We've posted lately about the high-quality "test" features in a lot of magazines, particularly Bike magazine in the UK. Here's an idea.

Rick Parkington, motorcycle restorer and writer for Classic Bike, has been my hero for years. He's an advocate for all I love about old cars and bikes. I'm not interested in some gleaming, over-restored, never-used piece of garage jewellery. I want to see old junk used daily, used hard and looking old. And so does Rick



His bike collection is epic - A 1919 Blackburne, a Rex-Acme, a legendary Norton-framed, Vincent engined hybrid cafe racer that he's trying to make look more like a standard bike, a built-from-bits 500cc Gold Star. Cool collection, but they don't just sit there - he takes the Rex to track days and dices with machines 50 years younger.
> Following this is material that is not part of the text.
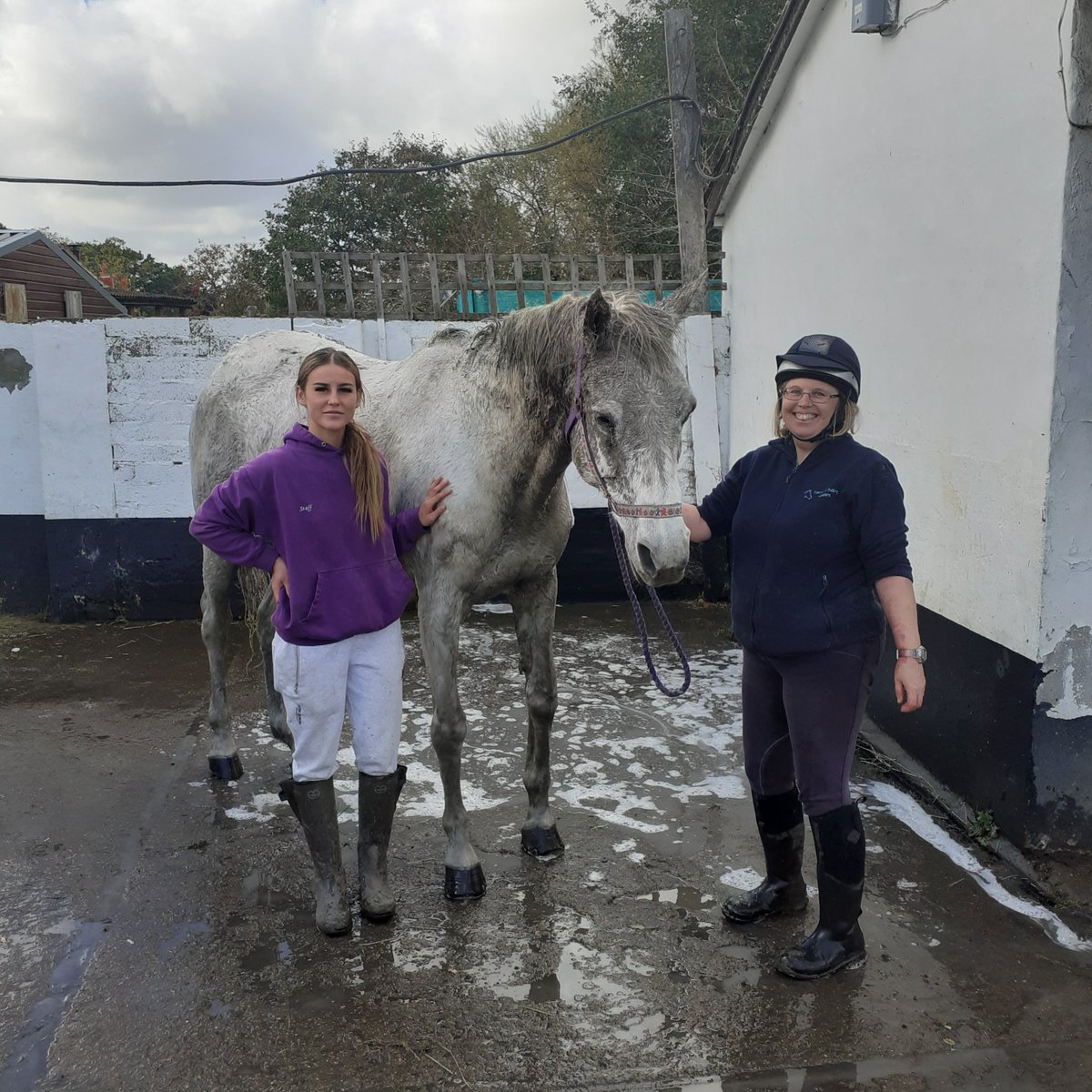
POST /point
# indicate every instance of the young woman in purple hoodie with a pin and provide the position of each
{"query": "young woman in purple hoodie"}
(315, 513)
He can be relied on for an opinion on what's a reasonable amount of oil to leak in a cafe carpark or what metric thread bolt can best be mashed in to a Whitworth nut to get your Velocette KTT back on the grid. A handy man to know if you needed to grind in a new valve on the side of the road in the rain.

He says things like "My indicators are on the ends of my arms, so I wasn't concerned about the complex switch gear", when talking about a Japanese bike from before I was born.

I wonder, then, what he'd think of this:


The BMW S1000RR. It's all about the numbers - 1000cc, 193 brake horsepower, 200kg, 305km/h. It has ABS, traction control, 4 piston brakes and a  3 year warranty.

Daniel and I saw one in the flesh for the first time a few weeks ago as it lane split past my truck and stopped at a set of lights. We just stared until the light went green and it disappeared in a moment. We were spellbound, but I wonder what someone who rides a hot-rod Vincent on the street and races a 6hp veteran would think of it.